To use data that is stored in the recordIO format, we need to use the readers.mxnet operator. In addition to the arguments that are common to all readers, such as random_shuffle, this operator takes the path and index_path arguments:

path is the list of paths to recordIO files
index_path is a list (of size 1) that contains the path to the index file.
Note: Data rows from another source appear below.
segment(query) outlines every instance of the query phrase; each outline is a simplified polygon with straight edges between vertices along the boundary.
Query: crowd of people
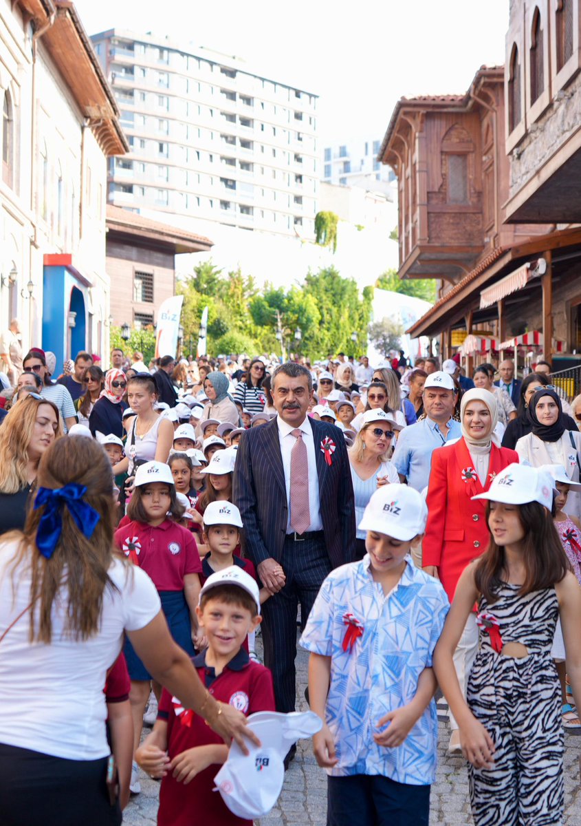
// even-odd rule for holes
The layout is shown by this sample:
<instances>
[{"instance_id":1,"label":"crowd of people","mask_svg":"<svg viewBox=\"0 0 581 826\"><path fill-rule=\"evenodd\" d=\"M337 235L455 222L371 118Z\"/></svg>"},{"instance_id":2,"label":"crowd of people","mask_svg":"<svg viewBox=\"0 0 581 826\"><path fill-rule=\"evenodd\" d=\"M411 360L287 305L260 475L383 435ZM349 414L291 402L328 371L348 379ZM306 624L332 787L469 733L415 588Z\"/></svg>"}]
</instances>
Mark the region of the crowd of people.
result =
<instances>
[{"instance_id":1,"label":"crowd of people","mask_svg":"<svg viewBox=\"0 0 581 826\"><path fill-rule=\"evenodd\" d=\"M233 738L258 748L248 715L295 711L297 642L329 826L427 826L438 706L476 826L562 823L581 405L550 364L59 371L5 340L2 824L120 824L145 772L160 826L248 826L214 778Z\"/></svg>"}]
</instances>

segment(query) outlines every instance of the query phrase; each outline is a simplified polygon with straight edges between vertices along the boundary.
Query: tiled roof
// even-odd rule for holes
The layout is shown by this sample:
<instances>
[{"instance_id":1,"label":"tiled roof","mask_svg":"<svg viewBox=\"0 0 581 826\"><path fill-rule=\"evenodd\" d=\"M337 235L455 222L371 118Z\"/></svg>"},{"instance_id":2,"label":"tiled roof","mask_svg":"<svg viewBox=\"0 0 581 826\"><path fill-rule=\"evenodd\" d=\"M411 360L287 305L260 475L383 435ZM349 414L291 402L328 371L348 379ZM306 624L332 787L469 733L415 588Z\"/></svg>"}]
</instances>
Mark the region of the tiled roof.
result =
<instances>
[{"instance_id":1,"label":"tiled roof","mask_svg":"<svg viewBox=\"0 0 581 826\"><path fill-rule=\"evenodd\" d=\"M433 316L437 310L439 310L439 308L447 303L451 298L453 298L455 296L457 296L459 292L461 292L471 281L477 278L481 273L484 273L487 267L489 267L491 263L494 263L494 261L499 259L501 255L503 255L504 253L508 252L510 249L511 246L508 245L506 247L496 247L495 249L493 249L493 251L487 255L486 258L484 258L474 269L470 270L468 275L465 275L461 281L459 281L457 284L452 287L451 290L446 292L445 296L439 298L434 306L430 307L427 312L424 313L421 318L418 318L415 324L413 324L409 330L406 330L406 333L409 335L413 335L416 327L423 325L431 316Z\"/></svg>"},{"instance_id":2,"label":"tiled roof","mask_svg":"<svg viewBox=\"0 0 581 826\"><path fill-rule=\"evenodd\" d=\"M107 204L106 222L107 227L111 230L119 231L125 230L130 232L131 235L138 235L139 231L142 231L144 235L156 235L159 240L166 240L176 247L188 248L177 249L177 252L209 249L214 245L214 242L205 235L198 235L177 226L172 226L151 218L145 218L137 212L130 212L129 210L123 209L121 206L114 206L112 204Z\"/></svg>"}]
</instances>

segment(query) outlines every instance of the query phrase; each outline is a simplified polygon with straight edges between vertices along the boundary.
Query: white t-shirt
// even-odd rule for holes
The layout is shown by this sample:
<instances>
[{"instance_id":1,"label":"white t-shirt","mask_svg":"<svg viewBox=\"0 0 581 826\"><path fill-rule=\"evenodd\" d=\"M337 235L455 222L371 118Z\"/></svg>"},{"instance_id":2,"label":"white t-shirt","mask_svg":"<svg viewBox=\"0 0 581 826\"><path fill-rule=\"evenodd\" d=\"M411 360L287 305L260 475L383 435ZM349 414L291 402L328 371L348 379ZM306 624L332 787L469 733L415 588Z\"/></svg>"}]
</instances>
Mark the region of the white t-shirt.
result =
<instances>
[{"instance_id":1,"label":"white t-shirt","mask_svg":"<svg viewBox=\"0 0 581 826\"><path fill-rule=\"evenodd\" d=\"M11 562L17 542L0 544L0 636L30 605L30 570ZM106 588L99 632L75 640L63 631L67 598L53 604L52 642L29 643L26 612L0 643L0 743L69 760L97 760L110 749L103 689L121 649L124 629L139 630L161 609L155 586L138 567L116 559Z\"/></svg>"}]
</instances>

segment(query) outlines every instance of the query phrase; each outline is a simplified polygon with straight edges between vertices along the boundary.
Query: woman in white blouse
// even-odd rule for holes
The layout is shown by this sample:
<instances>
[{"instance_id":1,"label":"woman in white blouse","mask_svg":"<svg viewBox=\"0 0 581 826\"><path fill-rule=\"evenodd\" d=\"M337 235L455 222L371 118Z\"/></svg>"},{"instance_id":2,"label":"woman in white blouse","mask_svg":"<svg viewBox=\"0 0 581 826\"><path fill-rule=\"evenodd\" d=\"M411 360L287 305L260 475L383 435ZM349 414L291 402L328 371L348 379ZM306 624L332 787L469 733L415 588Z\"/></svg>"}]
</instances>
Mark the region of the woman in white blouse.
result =
<instances>
[{"instance_id":1,"label":"woman in white blouse","mask_svg":"<svg viewBox=\"0 0 581 826\"><path fill-rule=\"evenodd\" d=\"M532 430L517 442L515 449L521 462L528 462L533 468L563 465L571 482L579 482L581 433L566 429L559 394L550 387L539 387L528 403L527 415ZM567 513L581 516L581 494L569 492Z\"/></svg>"}]
</instances>

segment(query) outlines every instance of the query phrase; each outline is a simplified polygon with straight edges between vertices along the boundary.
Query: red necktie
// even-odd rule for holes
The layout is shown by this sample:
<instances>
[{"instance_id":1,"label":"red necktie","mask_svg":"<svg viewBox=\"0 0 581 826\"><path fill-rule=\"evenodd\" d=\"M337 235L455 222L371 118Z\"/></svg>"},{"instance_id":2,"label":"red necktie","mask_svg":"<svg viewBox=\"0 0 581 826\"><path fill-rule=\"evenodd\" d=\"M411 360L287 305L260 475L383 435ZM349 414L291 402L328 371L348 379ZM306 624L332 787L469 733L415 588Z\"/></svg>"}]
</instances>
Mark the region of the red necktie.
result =
<instances>
[{"instance_id":1,"label":"red necktie","mask_svg":"<svg viewBox=\"0 0 581 826\"><path fill-rule=\"evenodd\" d=\"M290 432L296 439L290 453L290 527L304 534L310 525L307 446L302 430L296 428Z\"/></svg>"}]
</instances>

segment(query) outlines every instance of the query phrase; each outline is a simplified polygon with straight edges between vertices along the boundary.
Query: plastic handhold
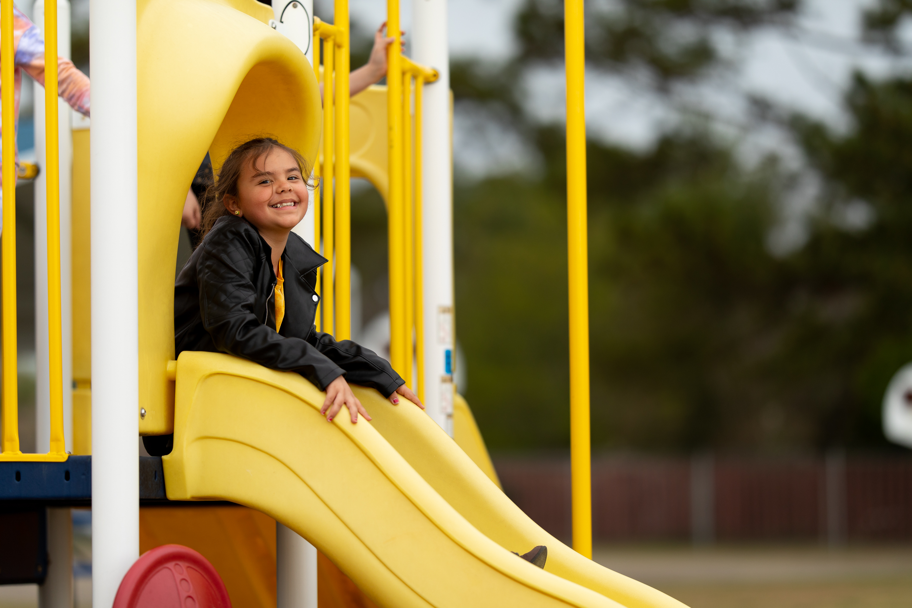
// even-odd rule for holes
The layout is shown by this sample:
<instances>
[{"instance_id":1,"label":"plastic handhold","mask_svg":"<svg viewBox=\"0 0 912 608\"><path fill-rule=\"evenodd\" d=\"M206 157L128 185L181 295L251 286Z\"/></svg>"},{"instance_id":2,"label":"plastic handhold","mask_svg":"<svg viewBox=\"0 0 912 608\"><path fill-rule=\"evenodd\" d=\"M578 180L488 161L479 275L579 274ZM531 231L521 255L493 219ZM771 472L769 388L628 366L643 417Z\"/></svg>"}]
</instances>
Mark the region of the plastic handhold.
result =
<instances>
[{"instance_id":1,"label":"plastic handhold","mask_svg":"<svg viewBox=\"0 0 912 608\"><path fill-rule=\"evenodd\" d=\"M114 608L231 608L231 598L206 558L189 547L161 545L127 572Z\"/></svg>"}]
</instances>

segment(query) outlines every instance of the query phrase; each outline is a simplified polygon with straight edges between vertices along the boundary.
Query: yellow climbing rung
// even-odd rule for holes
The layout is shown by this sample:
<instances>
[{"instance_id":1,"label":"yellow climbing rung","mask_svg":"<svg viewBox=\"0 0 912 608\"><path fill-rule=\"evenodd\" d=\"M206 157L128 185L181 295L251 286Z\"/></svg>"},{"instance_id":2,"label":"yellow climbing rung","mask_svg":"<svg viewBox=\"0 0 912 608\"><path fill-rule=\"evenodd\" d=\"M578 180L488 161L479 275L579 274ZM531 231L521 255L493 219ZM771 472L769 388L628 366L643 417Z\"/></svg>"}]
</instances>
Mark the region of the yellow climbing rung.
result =
<instances>
[{"instance_id":1,"label":"yellow climbing rung","mask_svg":"<svg viewBox=\"0 0 912 608\"><path fill-rule=\"evenodd\" d=\"M50 451L19 449L16 294L16 112L13 0L0 0L0 87L3 101L3 452L0 460L67 459L63 434L63 345L60 303L60 160L57 137L57 3L45 7L45 176L47 184L47 314L50 356Z\"/></svg>"}]
</instances>

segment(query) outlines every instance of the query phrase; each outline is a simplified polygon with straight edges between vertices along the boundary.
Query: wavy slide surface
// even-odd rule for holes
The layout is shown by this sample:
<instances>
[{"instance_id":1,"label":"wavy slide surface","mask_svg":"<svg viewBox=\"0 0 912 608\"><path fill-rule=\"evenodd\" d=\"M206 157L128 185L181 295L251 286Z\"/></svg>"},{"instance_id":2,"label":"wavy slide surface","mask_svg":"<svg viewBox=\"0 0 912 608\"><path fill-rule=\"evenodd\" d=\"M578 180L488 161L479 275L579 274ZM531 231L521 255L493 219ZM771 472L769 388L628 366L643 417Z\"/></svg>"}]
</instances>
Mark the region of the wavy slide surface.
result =
<instances>
[{"instance_id":1,"label":"wavy slide surface","mask_svg":"<svg viewBox=\"0 0 912 608\"><path fill-rule=\"evenodd\" d=\"M419 408L356 390L373 422L329 423L296 374L182 353L168 498L270 515L382 606L684 605L550 536ZM510 552L537 544L544 571Z\"/></svg>"}]
</instances>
This file, with .idx extension, is automatically created when you use MXNet’s im2rec.py utility; and can also be obtained from the recordIO file by using the rec2idx utility that is included with DALI.

The DALI_EXTRA_PATH environment variable should point to the location where data from DALI extra repository is downloaded.
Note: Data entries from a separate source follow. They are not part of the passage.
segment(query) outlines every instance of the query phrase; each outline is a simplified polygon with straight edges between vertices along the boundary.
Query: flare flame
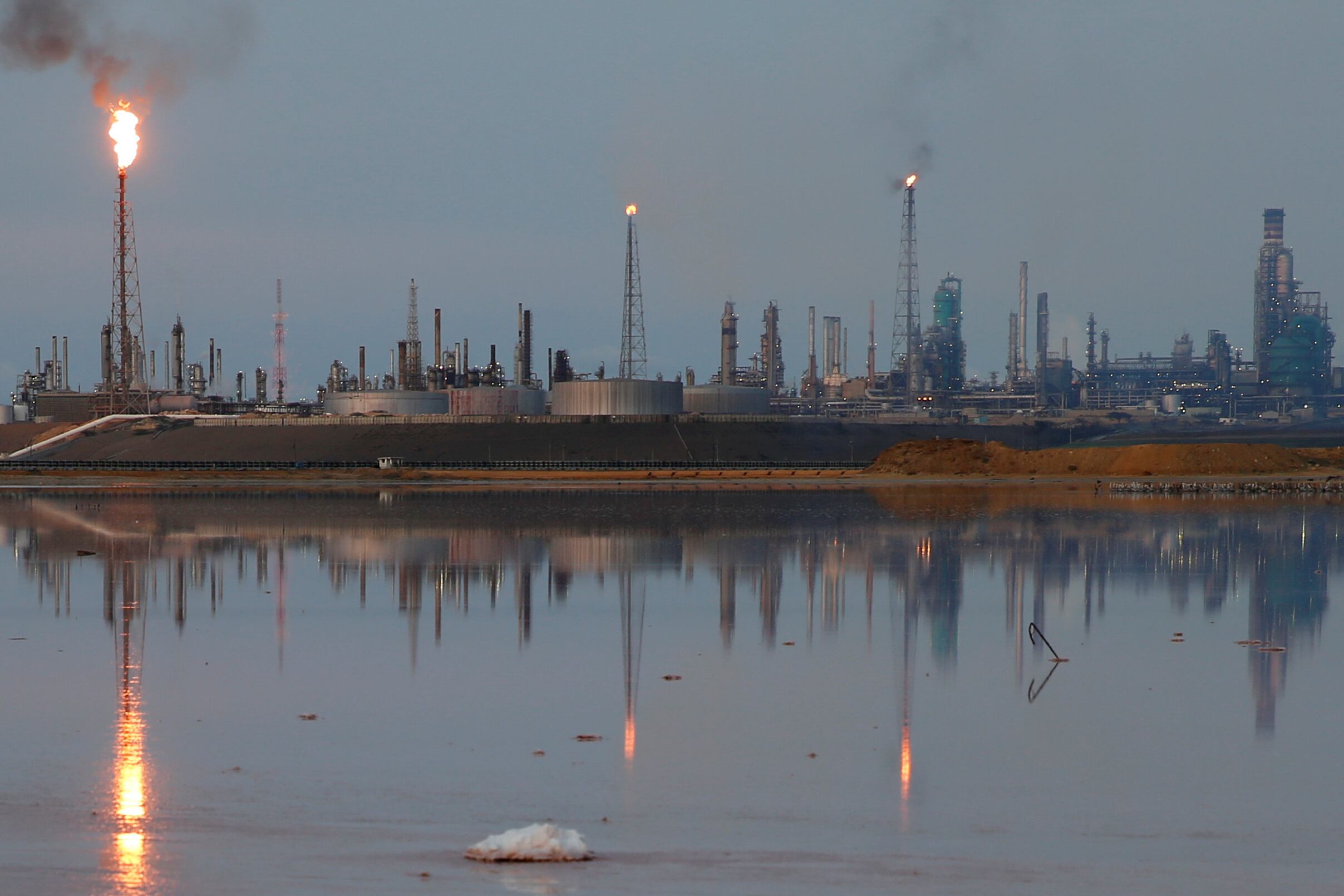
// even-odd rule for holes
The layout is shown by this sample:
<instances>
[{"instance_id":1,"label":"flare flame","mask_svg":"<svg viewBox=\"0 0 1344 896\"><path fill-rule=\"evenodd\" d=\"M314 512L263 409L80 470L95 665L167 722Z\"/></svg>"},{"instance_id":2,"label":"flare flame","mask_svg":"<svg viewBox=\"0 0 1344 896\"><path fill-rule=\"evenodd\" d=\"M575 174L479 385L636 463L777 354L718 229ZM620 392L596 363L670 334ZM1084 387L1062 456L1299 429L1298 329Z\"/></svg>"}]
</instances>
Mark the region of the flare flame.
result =
<instances>
[{"instance_id":1,"label":"flare flame","mask_svg":"<svg viewBox=\"0 0 1344 896\"><path fill-rule=\"evenodd\" d=\"M126 102L120 102L112 109L112 126L108 129L108 136L112 137L112 148L117 153L117 168L121 171L130 167L140 150L140 134L136 133L138 124L140 116L130 111Z\"/></svg>"}]
</instances>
Important: Ensure that you check out the correct release tag that corresponds to the installed version of DALI.

[1]:

from nvidia.dali.pipeline import Pipeline
import nvidia.dali.fn as fn
import nvidia.dali.types as types
import numpy as np
import os.path

test_data_root = os.environ["DALI_EXTRA_PATH"]
base = os.path.join(test_data_root, "db", "recordio")
batch_size = 16

idx_files = [base + "/train.idx"]
rec_files = [base + "/train.rec"]

Defining and Running the Pipeline#

Define a simple pipeline that takes the images that are stored in the recordIO format, decodes them and prepares them for ingestion in DL framework.
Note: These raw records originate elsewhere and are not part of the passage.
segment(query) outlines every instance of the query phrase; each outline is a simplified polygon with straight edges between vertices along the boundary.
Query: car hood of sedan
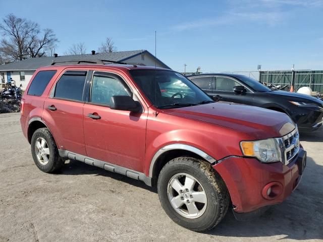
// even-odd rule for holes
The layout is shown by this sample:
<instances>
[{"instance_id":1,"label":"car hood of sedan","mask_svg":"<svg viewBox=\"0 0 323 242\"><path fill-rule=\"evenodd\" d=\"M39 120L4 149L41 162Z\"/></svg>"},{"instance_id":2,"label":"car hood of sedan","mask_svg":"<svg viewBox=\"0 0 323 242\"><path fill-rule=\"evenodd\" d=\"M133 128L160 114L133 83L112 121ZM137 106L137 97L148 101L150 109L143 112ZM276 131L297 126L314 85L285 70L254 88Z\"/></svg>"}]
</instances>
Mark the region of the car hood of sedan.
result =
<instances>
[{"instance_id":1,"label":"car hood of sedan","mask_svg":"<svg viewBox=\"0 0 323 242\"><path fill-rule=\"evenodd\" d=\"M245 133L255 140L282 137L295 128L285 113L226 102L164 109L163 112Z\"/></svg>"}]
</instances>

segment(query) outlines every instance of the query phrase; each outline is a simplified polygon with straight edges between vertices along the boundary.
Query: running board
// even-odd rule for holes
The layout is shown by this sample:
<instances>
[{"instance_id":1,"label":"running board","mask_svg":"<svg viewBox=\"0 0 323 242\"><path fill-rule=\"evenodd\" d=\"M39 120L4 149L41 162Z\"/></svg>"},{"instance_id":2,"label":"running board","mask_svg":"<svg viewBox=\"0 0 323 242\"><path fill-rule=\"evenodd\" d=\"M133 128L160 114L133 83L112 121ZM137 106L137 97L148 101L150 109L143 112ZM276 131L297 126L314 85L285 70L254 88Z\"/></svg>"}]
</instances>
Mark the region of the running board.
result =
<instances>
[{"instance_id":1,"label":"running board","mask_svg":"<svg viewBox=\"0 0 323 242\"><path fill-rule=\"evenodd\" d=\"M139 172L135 170L119 166L119 165L114 165L113 164L88 157L84 155L71 152L68 150L59 150L59 153L61 157L68 158L70 159L77 160L89 165L101 168L109 171L119 173L119 174L125 175L128 177L141 180L147 185L151 187L151 177L146 176L146 175L143 173Z\"/></svg>"}]
</instances>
Processing images involves cropping, normalizing, and HWC -> CHW conversion process.

[2]:

pipe = Pipeline(batch_size=batch_size, num_threads=4, device_id=0)
with pipe:
    jpegs, labels = fn.readers.mxnet(path=rec_files, index_path=idx_files)
    images = fn.decoders.image(jpegs, device="mixed", output_type=types.RGB)
    output = fn.crop_mirror_normalize(
        images,
        dtype=types.FLOAT,
        crop=(224, 224),
        mean=[0.0, 0.0, 0.0],
        std=[1.0, 1.0, 1.0],
    )
    pipe.set_outputs(output, labels)

Let us now build and run the pipeline:

[3]:

pipe.build()
pipe_out = pipe.run()

To visualize the results, use the matplotlib library, which expects images in HWC format, but the output of the pipeline is in CHW.

Note: CHW is the preferred format for most Deep Learning frameworks.
For the visualization purposes, transpose the images back to the HWC layout.

[4]:

import matplotlib.gridspec as gridspec
import matplotlib.pyplot as plt

%matplotlib inline


def show_images(image_batch):
    columns = 4
    rows = (batch_size + 1) // (columns)
    fig = plt.figure(figsize=(32, (32 // columns) * rows))
    gs = gridspec.GridSpec(rows, columns)
    for j in range(rows * columns):
        plt.subplot(gs[j])
        plt.axis("off")
        img_chw = image_batch.at(j)
        img_hwc = np.transpose(img_chw, (1, 2, 0)) / 255.0
        plt.imshow(img_hwc)

[5]:

images, labels = pipe_out
show_images(images.as_cpu())